Let's suppose that Xiaohong has 2x extra-curricular books and Xiaoli has x extra-curricular books
(2x-11):(x+11)=7:20
7(x+11)=20(2x-11)
7x+77=40x-220
40x-7x=220+77
33x=297
X=9
2 * 9 = 18
A: it turns out that Xiaohong has 18 extra-curricular books and Xiaoli has 9 extra-curricular books
Reading the same book, Xiao Hong read 14 pages in 3 days, Xiao Li read 23 pages in 6 days, which of them read fast?
6 divided by 3 is 2
2 times 14 equals 28
28 ＞ 23
Xiaohong Xiaoli
A: Xiaohong is quick to see
Xiaohong and Xiaoli use the temperature difference to measure the height of the mountain. Xiaohong's temperature at the top of the mountain is - 1 ℃, and Xiaoli's temperature at the foot of the mountain is 5 ℃
The temperature rises by 0.6 degrees per 100 meters
The total drop is 6 degrees, that is 100 * (6 / 0.6) = 1000m
Xiaohong and Xiaoli use the temperature difference to measure the height of a mountain. Xiaohong's temperature at the top of the mountain is - 1 degrees, while Xiaoli's temperature at the foot of the mountain is 5 degrees
The temperature is about 0.6 degrees lower in 100 meters. How many meters is the height of the mountain?
﹙－1－5﹚÷﹙－0.6﹚×100=1000
Xiaohong and Xiaoli use the temperature difference to measure the height of the mountain peak. Xiaohong measured the temperature at the mountain peak at 1.25 degrees, while Xiaoli measured the temperature at the foot of the mountain at 6.28 degrees. It is known that every 100 meters increase in the height of the area, the temperature will decrease by about 0.8 degrees
No equations
6.28-1.25=5.03
5.03/0.8=6.2875
6.2875 * 100 = 628.75m
Electric work and energy
Electric power index_________ The essence of the work done by the current is to________ Can be converted into_____ In the process of energy conversion, how much work is done by the current, how much electric energy is converted into other forms of energy.
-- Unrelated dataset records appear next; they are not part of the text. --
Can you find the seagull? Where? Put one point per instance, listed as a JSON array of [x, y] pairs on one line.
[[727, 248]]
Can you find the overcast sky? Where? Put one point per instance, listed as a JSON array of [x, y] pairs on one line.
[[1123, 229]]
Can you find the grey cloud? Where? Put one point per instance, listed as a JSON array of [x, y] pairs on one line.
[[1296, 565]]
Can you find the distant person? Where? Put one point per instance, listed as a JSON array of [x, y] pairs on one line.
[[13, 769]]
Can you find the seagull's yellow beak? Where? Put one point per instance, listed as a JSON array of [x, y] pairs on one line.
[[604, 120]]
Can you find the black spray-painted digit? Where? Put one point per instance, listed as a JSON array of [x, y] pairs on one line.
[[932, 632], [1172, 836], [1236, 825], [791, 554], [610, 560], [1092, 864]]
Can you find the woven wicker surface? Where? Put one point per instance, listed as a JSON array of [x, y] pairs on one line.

Both electric energy and electric work are represented by symbols, and the unit is____ . calculation formula w=______
Electric power index___ Current___ The essence of the work done by the current is to___ Electricity___ Can be converted into___ Other forms__ In the process of energy conversion, how much work is done by the current, how much electric energy is converted into other forms of energy. Both electric energy and electric work are represented by symbols, and the unit is__ J__ . calculation formula w=___ Pt=IUt___
Electric power index__ Current_______ The essence of the work done by the current is to____ Electricity____ Can be converted into__ Other forms___ In the process of energy conversion, how much work is done by the current, how much electric energy is converted into other forms of energy. Both electric energy and electric work are represented by symbols in units of__ Joule. Calculation formula w=__ I^2*R*t____
Mathematics in Grade 6 of primary school oral arithmetic
1 / 7 and 5 / 9 times 7 =?
211 divided by 7 minus 1 / 7 =?
8 / 9 times (1.5 times 3 / 4) =?
=5 out of 9
=30
=9 out of 8 = 1 and 1 out of 8
Let the sum of the first n terms of the arithmetic sequence {an} be Sn, and A3 = 5, S15 = 225. (I) find the general term an of the sequence {an}; (II) let BN = 2An + 2n, find the sum of the first n terms and TN of the sequence {BN}
(I) let the first term of the arithmetic sequence {an} be A1, and the tolerance be d. from the meaning of the problem, we get a1 + 2D = 515a1 + 15 × 142d = 225, and the solution is A1 = 1D = 2, an = 2N-1; (II) BN = 2An + 2n = 12.4n + 2n, TN = B1 + B2 + +bn=12（4+42+… +4n）+2（1+2+… +n）=4n+1−46+n2+n=23•4n+n2+n−23．
When the temperature drops to a very low value, the resistance of some metal conductors will suddenly disappear. This phenomenon is called superconductivity, and this temperature is called transition temperature. For example, when the temperature drops to - 269 ℃, the resistance of mercury disappears. Superconductivity is one of the major discoveries in the 20th century. Many scientists all over the world are devoted to the study of superconductors, The research on superconductors in China has been in the forefront of the world
What is superconductivity?
Can the resistance wire of electric furnace be made of superconducting material? (assuming the temperature is low enough) (hint: the heat of electric furnace wire is q = i2rt)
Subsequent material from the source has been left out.